[Computer Vision | Target Detection | Image Segmentation] Arxiv Computer Vision Academic Express on Target Detection and Image Segmentation (July 27 Collection of Papers)

1. Detection related (6 articles)

1.1 Memory-Efficient Graph Convolutional Networks for Object Classification and Detection with Event Cameras

Object Classification and Detection with Efficient Memory Graph Convolutional Networks Based on Event Cameras

https://arxiv.org/abs/2307.14124

insert image description here
Recent advances in event camera research emphasize processing data in its raw sparse form, which allows the use of its unique features such as high temporal resolution, high dynamic range, low latency, and anti-blurring images. A promising approach to analyze event data is through graph convolutional networks (GCNs). However, current research in this area mainly focuses on optimizing computational cost, ignoring the associated memory cost. In this paper, we consider these two factors to achieve satisfactory results with relatively low model complexity. To this end, we perform a comparative analysis of different graph convolution operations, considering factors such as execution time, number of trainable model parameters, data format requirements, and training results. Our results show a 450-fold reduction in the number of parameters of the feature extraction module and a 4.5-fold reduction in the size of the data representation while maintaining a classification accuracy of 52.3%, which is 6.3% higher than in the state-of-the-art The operation used in the method. To further evaluate the performance, we implemented an object detection architecture and evaluated its performance on the N-Caltech 101 dataset. The results show that the accuracy rate is 53.7%[email protected], and the execution speed reaches 82 graphics per second.

1.2 PNT-Edge: Towards Robust Edge Detection with Noisy Labels by Learning Pixel-level Noise Transitions

PNT-Edge: Robust Edge Detection with Noisy Labels by Learning Pixel-Level Noise Transfer

https://arxiv.org/abs/2307.14070

insert image description here
Previous edge detection methods have achieved high performance relying on large-scale training data with pixel-level labels. However, it is difficult to accurately label edges manually, especially for large datasets, so datasets inevitably contain noisy labels. This label noise problem has been extensively studied in classification, while still being explored in edge detection. To address the label noise problem for edge detection, this paper proposes to learn pixel-level NoiseTransitions to simulate the label corruption process. To achieve this goal, we develop a novel pixel-wise shift learning (PSL) module to estimate the transition from clean to noisy labels as a displacement field. Using the estimated noise transformation, our model, named PNT-Edge, is able to fit predictions to clean labels. Furthermore, a local edge density regularization term is designed to exploit local structure information for better transition learning. This term encourages the learning of large displacements of edges with complex local structures. Experiments on SBD and Cityscapes demonstrate the effectiveness of the proposed method in mitigating the effects of label noise. Code will be available on Github.
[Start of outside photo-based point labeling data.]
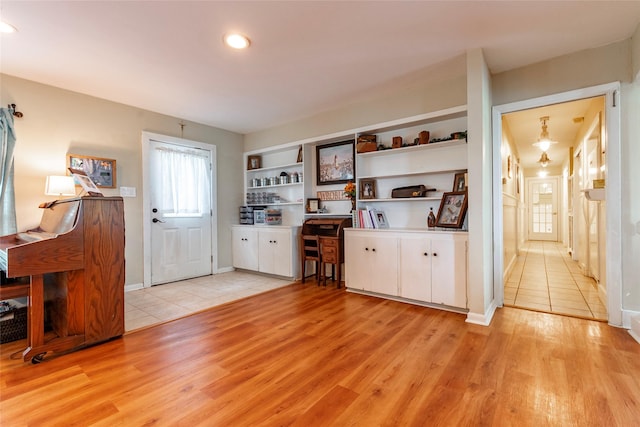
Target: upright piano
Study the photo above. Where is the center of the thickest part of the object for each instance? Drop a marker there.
(330, 231)
(75, 264)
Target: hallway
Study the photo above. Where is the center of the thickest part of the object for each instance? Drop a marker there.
(545, 278)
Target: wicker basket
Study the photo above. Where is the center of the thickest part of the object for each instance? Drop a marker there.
(13, 329)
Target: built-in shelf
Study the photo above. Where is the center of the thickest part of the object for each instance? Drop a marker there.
(290, 165)
(401, 199)
(431, 146)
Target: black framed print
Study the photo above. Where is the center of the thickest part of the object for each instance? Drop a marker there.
(335, 163)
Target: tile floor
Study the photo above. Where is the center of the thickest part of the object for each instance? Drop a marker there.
(157, 304)
(545, 278)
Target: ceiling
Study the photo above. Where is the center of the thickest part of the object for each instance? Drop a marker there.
(306, 56)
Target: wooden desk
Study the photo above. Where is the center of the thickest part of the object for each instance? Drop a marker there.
(330, 231)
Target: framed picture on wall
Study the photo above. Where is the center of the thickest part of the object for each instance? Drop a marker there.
(367, 188)
(335, 163)
(101, 171)
(453, 208)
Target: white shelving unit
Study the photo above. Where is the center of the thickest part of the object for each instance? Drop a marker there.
(433, 165)
(289, 197)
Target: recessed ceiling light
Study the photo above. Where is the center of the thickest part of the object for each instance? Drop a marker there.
(237, 41)
(7, 28)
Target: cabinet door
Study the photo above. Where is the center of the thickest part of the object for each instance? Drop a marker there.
(414, 274)
(448, 272)
(383, 270)
(275, 252)
(244, 247)
(372, 262)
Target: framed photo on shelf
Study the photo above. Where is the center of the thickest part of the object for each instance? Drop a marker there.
(101, 171)
(254, 162)
(83, 180)
(381, 219)
(367, 189)
(453, 208)
(313, 205)
(335, 163)
(460, 182)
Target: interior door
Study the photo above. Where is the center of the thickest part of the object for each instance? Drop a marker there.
(542, 197)
(181, 213)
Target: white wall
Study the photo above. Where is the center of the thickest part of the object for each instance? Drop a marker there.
(57, 122)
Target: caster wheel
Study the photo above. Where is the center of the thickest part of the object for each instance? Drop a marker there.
(37, 358)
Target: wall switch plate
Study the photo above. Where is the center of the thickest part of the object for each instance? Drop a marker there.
(128, 191)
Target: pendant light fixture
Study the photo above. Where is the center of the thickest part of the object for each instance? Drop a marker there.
(544, 142)
(544, 159)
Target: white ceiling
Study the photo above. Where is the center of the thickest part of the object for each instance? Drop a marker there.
(306, 56)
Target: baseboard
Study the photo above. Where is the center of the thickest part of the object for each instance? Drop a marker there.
(483, 319)
(133, 287)
(635, 328)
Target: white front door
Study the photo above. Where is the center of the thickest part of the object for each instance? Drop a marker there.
(180, 211)
(542, 197)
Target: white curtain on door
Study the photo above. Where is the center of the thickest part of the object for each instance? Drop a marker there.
(7, 193)
(184, 175)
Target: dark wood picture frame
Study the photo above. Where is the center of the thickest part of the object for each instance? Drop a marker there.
(335, 163)
(102, 171)
(313, 205)
(367, 189)
(254, 162)
(459, 182)
(453, 208)
(299, 158)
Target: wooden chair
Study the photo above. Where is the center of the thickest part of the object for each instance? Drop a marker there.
(310, 251)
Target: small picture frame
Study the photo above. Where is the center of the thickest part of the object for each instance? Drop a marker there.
(367, 189)
(83, 180)
(335, 163)
(453, 208)
(101, 171)
(313, 205)
(254, 162)
(460, 182)
(381, 219)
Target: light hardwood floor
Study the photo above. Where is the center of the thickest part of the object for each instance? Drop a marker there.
(304, 355)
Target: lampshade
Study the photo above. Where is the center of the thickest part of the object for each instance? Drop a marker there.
(544, 142)
(60, 186)
(544, 159)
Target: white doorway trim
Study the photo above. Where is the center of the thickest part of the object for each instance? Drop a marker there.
(611, 93)
(147, 137)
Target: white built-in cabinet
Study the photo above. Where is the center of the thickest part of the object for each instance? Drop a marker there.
(371, 261)
(406, 261)
(415, 265)
(266, 249)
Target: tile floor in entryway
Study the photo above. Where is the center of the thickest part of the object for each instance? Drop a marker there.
(161, 303)
(545, 278)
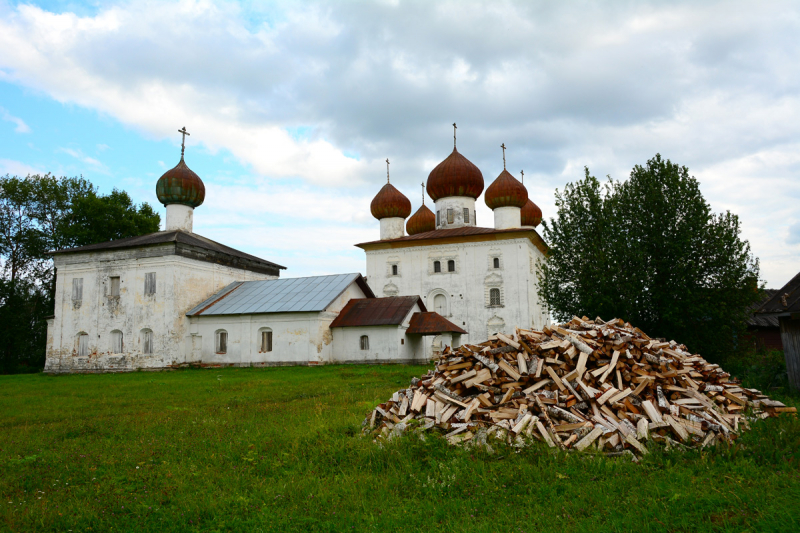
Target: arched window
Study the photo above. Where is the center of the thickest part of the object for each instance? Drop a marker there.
(221, 341)
(116, 341)
(147, 341)
(440, 304)
(494, 296)
(83, 344)
(265, 340)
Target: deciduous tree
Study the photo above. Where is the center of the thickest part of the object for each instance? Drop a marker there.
(649, 250)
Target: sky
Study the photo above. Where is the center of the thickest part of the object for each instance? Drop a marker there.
(293, 107)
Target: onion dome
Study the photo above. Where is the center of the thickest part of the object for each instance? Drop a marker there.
(181, 185)
(389, 202)
(455, 176)
(531, 214)
(421, 221)
(506, 191)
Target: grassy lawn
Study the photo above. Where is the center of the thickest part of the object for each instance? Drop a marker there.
(279, 450)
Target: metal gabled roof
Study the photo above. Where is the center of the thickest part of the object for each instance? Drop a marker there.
(288, 295)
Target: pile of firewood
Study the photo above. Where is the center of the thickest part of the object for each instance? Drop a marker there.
(584, 384)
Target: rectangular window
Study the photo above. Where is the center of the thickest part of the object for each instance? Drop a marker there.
(114, 285)
(150, 283)
(147, 342)
(83, 345)
(77, 289)
(494, 296)
(266, 341)
(222, 342)
(116, 342)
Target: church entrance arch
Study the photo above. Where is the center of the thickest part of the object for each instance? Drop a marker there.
(437, 301)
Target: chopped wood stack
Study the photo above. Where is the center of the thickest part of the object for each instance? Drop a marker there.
(584, 384)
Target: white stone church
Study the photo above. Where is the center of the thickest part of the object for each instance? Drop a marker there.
(175, 297)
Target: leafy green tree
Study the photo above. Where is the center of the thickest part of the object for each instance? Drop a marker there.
(650, 251)
(39, 214)
(97, 218)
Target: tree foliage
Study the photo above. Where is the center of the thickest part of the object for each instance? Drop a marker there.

1.3 Controllable Guide-Space for Generalizable Face Forgery Detection

Controllable Guided Spaces for Generalized Face Forgery Detection

https://arxiv.org/abs/2307.14039

insert image description here
Recent research on face forgery detection has shown satisfactory performance for methods involving training datasets, but not ideal for uncharted domains. This has motivated many works to improve generalization, but falsifying irrelevant information, such as image background and identity, still exists in different domain features and leads to unexpected clustering, limiting generalization. In this paper, we propose a steerable guided space (GS) approach to improve the discrimination of different forgery domains, thereby increasing forgery-related features and thus improving generalization. A well-designed guide space can achieve both a correct separation of the fake domain and a large distance between the real fake domain in a definite and controllable manner. Furthermore, for better discrimination, we use a decoupling module to weaken the interference of spurious irrelevant correlations between domains. Furthermore, we adjust the decision boundary manifold according to the degree of clustering of the same domain features within the neighborhood. Extensive experiments in multiple intra-domain and cross-domain settings confirm that our method achieves state-of-the-art generalization.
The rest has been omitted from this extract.